Need for a semantic layer
The semantic layer is one of the underlying platforms in data architecture which helps people access the data on their own in simpler language. The value of it doesn’t solely lie in ensuring the language and perspectives are consistent throughout. Customers can then determine their business metrics and define them for themselves and keep reusing them. The semantic layer allows the critical metrics within organisations to be the same across workstreams and cuts down the amount of time data scientists spend coordinating between teams.
When an organisation has its semantic layer right in place, where the raw data is stored or what tools different teams are using to consume the data output doesn’t matter.

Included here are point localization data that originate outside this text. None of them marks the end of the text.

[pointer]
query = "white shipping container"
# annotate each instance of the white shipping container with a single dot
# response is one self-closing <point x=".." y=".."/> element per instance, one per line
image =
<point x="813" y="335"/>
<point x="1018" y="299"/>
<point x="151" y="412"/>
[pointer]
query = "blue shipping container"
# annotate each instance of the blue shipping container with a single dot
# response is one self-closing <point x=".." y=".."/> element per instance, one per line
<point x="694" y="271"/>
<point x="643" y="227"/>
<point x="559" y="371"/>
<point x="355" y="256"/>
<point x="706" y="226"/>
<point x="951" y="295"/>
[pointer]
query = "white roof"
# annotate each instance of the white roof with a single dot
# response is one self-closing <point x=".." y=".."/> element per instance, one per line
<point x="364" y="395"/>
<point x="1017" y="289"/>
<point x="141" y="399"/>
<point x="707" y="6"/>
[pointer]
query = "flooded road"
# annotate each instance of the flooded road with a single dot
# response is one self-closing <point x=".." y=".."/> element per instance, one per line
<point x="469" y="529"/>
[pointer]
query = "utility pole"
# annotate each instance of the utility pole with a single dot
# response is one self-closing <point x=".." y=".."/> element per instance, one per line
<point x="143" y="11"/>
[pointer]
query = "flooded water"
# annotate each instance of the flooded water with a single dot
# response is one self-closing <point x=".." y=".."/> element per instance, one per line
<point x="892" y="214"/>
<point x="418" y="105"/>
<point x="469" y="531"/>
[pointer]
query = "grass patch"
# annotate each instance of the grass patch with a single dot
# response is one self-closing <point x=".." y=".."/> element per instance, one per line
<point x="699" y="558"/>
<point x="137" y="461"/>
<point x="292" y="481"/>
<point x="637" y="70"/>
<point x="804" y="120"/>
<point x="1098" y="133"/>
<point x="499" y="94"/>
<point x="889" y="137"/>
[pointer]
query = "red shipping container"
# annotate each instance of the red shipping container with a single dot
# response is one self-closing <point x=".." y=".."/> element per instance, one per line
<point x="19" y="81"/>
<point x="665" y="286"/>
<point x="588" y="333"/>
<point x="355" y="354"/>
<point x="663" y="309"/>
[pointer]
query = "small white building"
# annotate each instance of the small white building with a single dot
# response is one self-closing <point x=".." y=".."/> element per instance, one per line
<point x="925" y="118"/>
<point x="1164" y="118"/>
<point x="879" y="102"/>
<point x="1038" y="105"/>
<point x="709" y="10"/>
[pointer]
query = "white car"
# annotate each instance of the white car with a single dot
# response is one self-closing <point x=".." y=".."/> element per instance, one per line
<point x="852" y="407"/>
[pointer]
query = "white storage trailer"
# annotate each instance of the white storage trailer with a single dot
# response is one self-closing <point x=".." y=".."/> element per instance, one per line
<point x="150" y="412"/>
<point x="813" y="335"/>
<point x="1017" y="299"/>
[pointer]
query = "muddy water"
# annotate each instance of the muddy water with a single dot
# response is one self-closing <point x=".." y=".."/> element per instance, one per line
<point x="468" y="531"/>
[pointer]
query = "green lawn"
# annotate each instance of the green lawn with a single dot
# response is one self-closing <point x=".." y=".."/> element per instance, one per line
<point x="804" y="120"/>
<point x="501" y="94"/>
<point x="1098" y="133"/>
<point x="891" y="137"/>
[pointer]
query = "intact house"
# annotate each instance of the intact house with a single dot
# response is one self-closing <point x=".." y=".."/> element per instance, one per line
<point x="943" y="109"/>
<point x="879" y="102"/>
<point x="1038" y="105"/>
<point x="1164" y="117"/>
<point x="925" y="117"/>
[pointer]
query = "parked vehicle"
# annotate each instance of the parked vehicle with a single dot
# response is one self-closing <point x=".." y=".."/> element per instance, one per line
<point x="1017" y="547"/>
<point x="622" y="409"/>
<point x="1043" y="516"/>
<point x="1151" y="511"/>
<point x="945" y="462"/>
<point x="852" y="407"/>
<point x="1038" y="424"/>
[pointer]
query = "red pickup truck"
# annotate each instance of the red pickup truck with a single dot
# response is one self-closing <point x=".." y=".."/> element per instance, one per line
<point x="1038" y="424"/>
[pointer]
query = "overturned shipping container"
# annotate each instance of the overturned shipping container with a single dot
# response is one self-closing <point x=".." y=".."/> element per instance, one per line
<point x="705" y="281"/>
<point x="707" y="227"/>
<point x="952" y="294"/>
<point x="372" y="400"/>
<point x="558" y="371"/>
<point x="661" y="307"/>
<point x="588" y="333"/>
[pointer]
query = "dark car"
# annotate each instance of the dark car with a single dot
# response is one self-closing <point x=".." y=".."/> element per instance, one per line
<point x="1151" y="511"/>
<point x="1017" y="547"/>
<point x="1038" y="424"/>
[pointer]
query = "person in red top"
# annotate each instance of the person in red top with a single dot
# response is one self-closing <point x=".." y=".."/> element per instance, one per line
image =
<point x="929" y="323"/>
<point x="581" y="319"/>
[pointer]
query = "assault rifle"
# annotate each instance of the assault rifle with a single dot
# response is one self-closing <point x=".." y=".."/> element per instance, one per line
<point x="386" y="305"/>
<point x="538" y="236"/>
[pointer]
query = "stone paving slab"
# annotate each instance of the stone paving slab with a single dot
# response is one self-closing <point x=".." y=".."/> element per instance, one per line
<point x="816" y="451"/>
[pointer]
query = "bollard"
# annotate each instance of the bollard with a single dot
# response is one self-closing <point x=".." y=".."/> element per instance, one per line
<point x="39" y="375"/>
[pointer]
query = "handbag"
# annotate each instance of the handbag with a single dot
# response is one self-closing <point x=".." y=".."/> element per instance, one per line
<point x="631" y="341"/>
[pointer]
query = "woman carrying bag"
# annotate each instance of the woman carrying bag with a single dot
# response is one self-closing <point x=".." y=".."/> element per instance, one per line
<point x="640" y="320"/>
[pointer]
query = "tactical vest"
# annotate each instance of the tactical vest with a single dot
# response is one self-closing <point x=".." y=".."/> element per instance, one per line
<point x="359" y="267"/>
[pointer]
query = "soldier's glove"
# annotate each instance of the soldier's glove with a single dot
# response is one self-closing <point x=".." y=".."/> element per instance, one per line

All the teams can simply feed themselves from the semantic layer and any new information found by data scientists can just be fed into the layer so that future decisions are also based on them. This liberates data science, which can normally get tied to certain platforms or tools and removes the costs of reworking things. However, it is far easier to maintain one semantic layer for definitions instead of hundreds of scattered reports.
Sign up for your weekly dose of what's up in emerging technology.
While the concept of semantic layers is as old as the early 90s, there is a resurgence for them in the industry now. In 1991, SAP introduced semantic layers. But it wasn’t until 2021 that the ‘modern’ semantic layer, as we know it, returned. Tools like MetriQL, Airbnb’s Miernva, MetricFlow and Cube.js offered semantic layers.
Why were semantic layers abandoned?
Despite all these upsides, enterprises purposely kept themselves away from semantic layers because of how cumbersome centralised semantic layers were. Semantic layers took time to build and maintain. Besides, the layer has to continuously be in sync with the database and any changes that happen.
Download our Mobile App
The data for semantic layers also usually existed in multiple backend systems or operational data stores (ODS) so organisations had to manage several semantic layers simultaneously as one semantic layer had to be kept for each system or each tool.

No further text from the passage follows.